Sexta-feira, 12 de Junho de 2026
Por Redação Rádio Pampa | 11 de junho de 2026
O Papa Leão XIV foi declarado membro honorário do Real Madrid, a mais alta distinção concedida pela instituição. Segundo o clube merengue, a atitude reconhece o Papa como uma figura universal que representa bilhões de pessoas e que promove a paz, a solidariedade e a justiça no mundo. O pontífice visitou o Santiago Bernabéu nessa semana para um encontro com a comunidade católica de Madrid, em agenda do Vaticano.
“Imagino que, para um jogador de futebol, marcar um gol neste estádio seja algo que marca a sua vida.
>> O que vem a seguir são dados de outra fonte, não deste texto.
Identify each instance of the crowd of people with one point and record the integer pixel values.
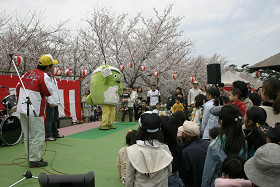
(213, 137)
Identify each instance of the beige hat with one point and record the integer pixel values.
(190, 128)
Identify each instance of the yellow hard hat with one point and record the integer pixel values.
(46, 60)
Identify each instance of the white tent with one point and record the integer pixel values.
(228, 78)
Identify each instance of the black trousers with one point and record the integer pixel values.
(51, 121)
(124, 112)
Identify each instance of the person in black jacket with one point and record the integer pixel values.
(174, 96)
(169, 127)
(193, 155)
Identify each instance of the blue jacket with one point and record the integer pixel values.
(214, 159)
(208, 120)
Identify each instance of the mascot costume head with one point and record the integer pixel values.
(105, 88)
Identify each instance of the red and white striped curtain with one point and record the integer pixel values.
(69, 94)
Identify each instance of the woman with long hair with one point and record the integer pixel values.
(271, 100)
(231, 141)
(149, 161)
(242, 86)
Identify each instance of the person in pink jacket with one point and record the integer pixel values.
(233, 174)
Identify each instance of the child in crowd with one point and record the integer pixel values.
(230, 141)
(197, 112)
(180, 95)
(233, 173)
(157, 108)
(214, 132)
(255, 98)
(125, 96)
(178, 106)
(121, 160)
(162, 111)
(223, 100)
(149, 161)
(254, 117)
(234, 97)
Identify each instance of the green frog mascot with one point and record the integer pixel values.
(105, 88)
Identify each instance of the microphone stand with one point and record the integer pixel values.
(28, 173)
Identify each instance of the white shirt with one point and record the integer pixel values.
(153, 97)
(54, 98)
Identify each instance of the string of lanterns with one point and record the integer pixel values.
(84, 72)
(155, 73)
(17, 59)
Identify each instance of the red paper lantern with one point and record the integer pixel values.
(258, 74)
(130, 64)
(175, 76)
(156, 73)
(17, 59)
(68, 72)
(57, 71)
(84, 72)
(192, 79)
(121, 67)
(142, 67)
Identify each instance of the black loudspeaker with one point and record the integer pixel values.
(213, 73)
(77, 180)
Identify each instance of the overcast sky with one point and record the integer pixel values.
(245, 31)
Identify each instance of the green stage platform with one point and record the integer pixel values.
(91, 150)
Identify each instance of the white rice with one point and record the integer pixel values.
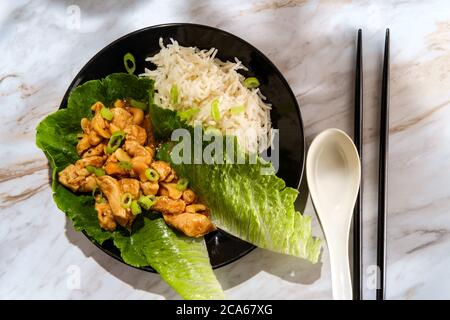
(201, 78)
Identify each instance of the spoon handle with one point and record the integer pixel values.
(340, 268)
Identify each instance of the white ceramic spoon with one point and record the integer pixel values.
(333, 171)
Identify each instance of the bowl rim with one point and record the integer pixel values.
(78, 79)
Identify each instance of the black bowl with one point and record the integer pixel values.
(223, 248)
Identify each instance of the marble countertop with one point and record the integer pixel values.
(45, 43)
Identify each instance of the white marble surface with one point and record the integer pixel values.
(312, 43)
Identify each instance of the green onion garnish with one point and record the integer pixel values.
(146, 202)
(188, 114)
(215, 113)
(251, 83)
(125, 200)
(135, 208)
(212, 131)
(129, 58)
(97, 171)
(115, 141)
(174, 94)
(125, 165)
(182, 184)
(151, 174)
(106, 113)
(237, 110)
(138, 104)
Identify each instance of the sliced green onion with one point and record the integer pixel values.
(146, 202)
(135, 208)
(125, 165)
(212, 131)
(182, 184)
(151, 174)
(106, 113)
(215, 113)
(115, 141)
(251, 83)
(188, 114)
(125, 200)
(97, 171)
(237, 110)
(174, 94)
(138, 104)
(90, 169)
(129, 58)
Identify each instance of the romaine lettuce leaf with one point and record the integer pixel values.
(254, 207)
(182, 262)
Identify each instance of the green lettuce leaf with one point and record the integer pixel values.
(182, 262)
(254, 207)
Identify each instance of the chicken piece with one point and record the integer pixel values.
(105, 216)
(98, 150)
(189, 196)
(96, 107)
(191, 224)
(85, 125)
(111, 189)
(119, 103)
(83, 144)
(165, 205)
(149, 188)
(88, 184)
(113, 168)
(121, 155)
(172, 176)
(163, 192)
(101, 126)
(162, 168)
(138, 115)
(131, 186)
(136, 133)
(172, 191)
(139, 166)
(94, 138)
(147, 124)
(197, 208)
(76, 178)
(121, 118)
(134, 149)
(95, 161)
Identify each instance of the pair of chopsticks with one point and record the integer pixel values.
(382, 174)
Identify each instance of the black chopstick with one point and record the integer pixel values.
(357, 214)
(382, 174)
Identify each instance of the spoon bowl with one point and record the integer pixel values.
(333, 171)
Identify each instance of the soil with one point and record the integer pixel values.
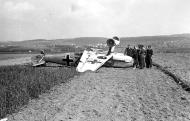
(111, 94)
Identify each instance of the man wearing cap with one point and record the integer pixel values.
(148, 58)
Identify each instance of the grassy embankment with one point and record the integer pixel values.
(19, 84)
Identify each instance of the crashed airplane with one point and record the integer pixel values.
(92, 59)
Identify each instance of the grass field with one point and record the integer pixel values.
(13, 56)
(18, 84)
(177, 63)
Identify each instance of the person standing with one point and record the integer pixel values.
(142, 57)
(148, 59)
(135, 57)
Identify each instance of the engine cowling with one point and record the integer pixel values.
(112, 42)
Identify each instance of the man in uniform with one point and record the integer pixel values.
(141, 55)
(148, 59)
(135, 57)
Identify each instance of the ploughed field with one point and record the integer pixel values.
(177, 63)
(114, 94)
(15, 59)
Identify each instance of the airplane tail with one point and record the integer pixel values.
(38, 60)
(111, 43)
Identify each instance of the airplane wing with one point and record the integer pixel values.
(92, 61)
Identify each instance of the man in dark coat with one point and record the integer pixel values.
(135, 57)
(148, 59)
(141, 55)
(128, 51)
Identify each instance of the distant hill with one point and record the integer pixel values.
(159, 43)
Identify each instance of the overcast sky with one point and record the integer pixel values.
(50, 19)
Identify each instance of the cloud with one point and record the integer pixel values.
(73, 18)
(15, 7)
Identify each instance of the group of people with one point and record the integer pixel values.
(141, 55)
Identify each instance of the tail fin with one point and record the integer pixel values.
(38, 60)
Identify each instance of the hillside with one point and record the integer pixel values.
(166, 43)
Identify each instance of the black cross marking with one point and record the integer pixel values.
(68, 60)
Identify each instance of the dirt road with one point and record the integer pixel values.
(111, 95)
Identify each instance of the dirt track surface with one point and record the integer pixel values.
(111, 95)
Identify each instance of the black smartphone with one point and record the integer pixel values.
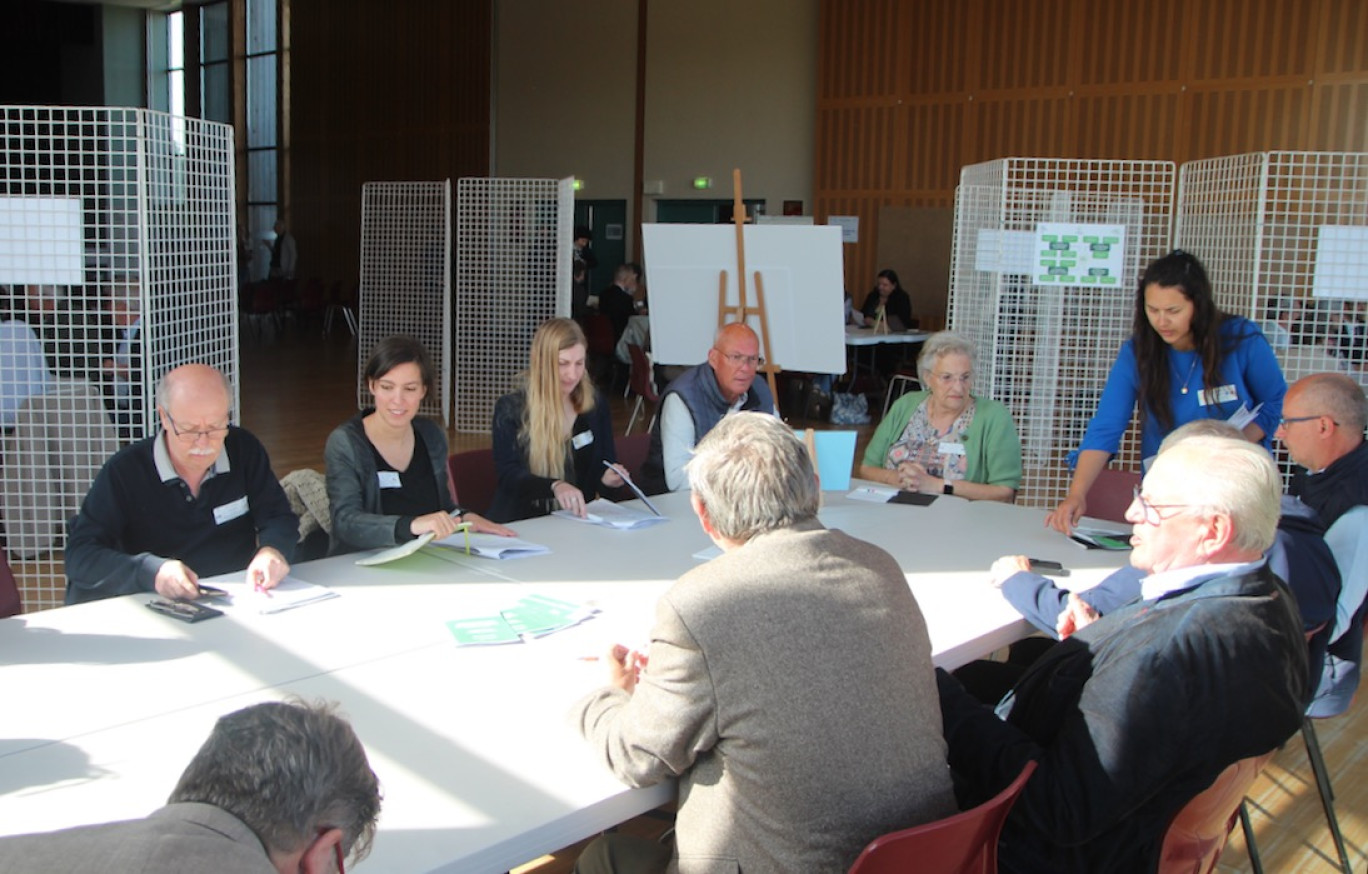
(183, 610)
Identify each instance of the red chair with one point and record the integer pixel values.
(962, 844)
(1111, 494)
(643, 385)
(1197, 835)
(472, 479)
(10, 601)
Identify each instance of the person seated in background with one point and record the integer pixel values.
(277, 788)
(1323, 431)
(945, 441)
(122, 371)
(791, 757)
(23, 369)
(553, 438)
(698, 398)
(583, 260)
(1281, 326)
(1298, 555)
(386, 478)
(1138, 711)
(619, 300)
(889, 297)
(196, 498)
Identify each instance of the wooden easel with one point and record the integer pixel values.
(739, 312)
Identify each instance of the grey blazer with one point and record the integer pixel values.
(791, 690)
(175, 839)
(354, 490)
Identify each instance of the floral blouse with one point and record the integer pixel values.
(921, 442)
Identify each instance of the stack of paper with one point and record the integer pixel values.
(602, 512)
(491, 546)
(530, 617)
(286, 595)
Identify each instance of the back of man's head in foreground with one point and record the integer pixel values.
(1226, 476)
(753, 475)
(289, 772)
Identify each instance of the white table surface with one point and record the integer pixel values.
(479, 766)
(866, 337)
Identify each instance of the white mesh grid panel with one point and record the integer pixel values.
(1285, 240)
(406, 278)
(1045, 350)
(116, 257)
(513, 272)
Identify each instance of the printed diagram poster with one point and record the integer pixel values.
(1080, 255)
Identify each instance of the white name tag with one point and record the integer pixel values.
(1220, 394)
(230, 510)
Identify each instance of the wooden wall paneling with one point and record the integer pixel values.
(1257, 38)
(1026, 45)
(1023, 127)
(1342, 37)
(382, 92)
(1122, 44)
(1341, 115)
(935, 133)
(936, 59)
(1233, 122)
(1126, 126)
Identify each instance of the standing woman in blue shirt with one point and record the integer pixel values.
(1185, 360)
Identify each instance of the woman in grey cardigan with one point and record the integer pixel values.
(387, 467)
Mas, dom José, hoje a Igreja de Madri marcou um golaço para sempre”, disse Leão, referindo-se à presença de pelo menos 70 mil fiéis num estádio de futebol.
Segundo comunicado emitido pelo Real, as imagens da visita do Papa no estádio permanecerão “para sempre como uma das imagens mais emocionantes” da história do clube.
“O Conselho de Administração do Real Madrid CF, reunido hoje, quinta-feira, 11 de junho, e presidido por Florentino Pérez, decidiu nomear Sua Santidade o Papa Leão XIV membro honorário do Real Madrid, a mais alta distinção concedida pelo nosso clube. O Real Madrid demonstra, assim, sua admiração e reconhecimento por uma figura universal que representa bilhões de pessoas e que promove a paz, a solidariedade e a justiça no mundo. Sua visita ao estádio Santiago Bernabéu em 8 de junho de 2026 foi uma honra para o Real Madrid e permanecerá para sempre como uma das imagens mais emocionantes da nossa história”, diz a nota.
Papa Francisco
Predecessor de Leão XIV, o Papa Francisco não escondia a sua paixão por futebol e pelo San Lorenzo, time da capital da Argentina. Jorge Mario Bergoglio, nome de batismo do pontífice falecido em 2025, era sócio do San Lorenzo. Em 1998, ele chegou a ser expulso do vestiário do clube – onde tinha a tradição de benzer os jogadores antes dos jogos – pelo técnico Alfio Basile, que considerava que a sua presença poderia dar azar ao time.
Em 2023, questionado em entrevista à RAI sobre quem escolheria se tivesse que eleger entre os dois grandes nomes de seu país, Maradona ou Messi, o Pontífice foi direto a eleger o melhor jogador da história do futebol: Pelé.
“Eu coloco um terceiro: Pelé. São os três que eu segui. Maradona, como jogador foi um grande, um grande. Mas, como homem, falhou”, disse na época.
Ao longo dos 12 anos em que esteve à frente da Igreja Católica, Francisco recebeu diversos nomes do esporte e presentes de atletas e clubes brasileiros. (Com informações do ge, O Globo e Folha de Pernambuco)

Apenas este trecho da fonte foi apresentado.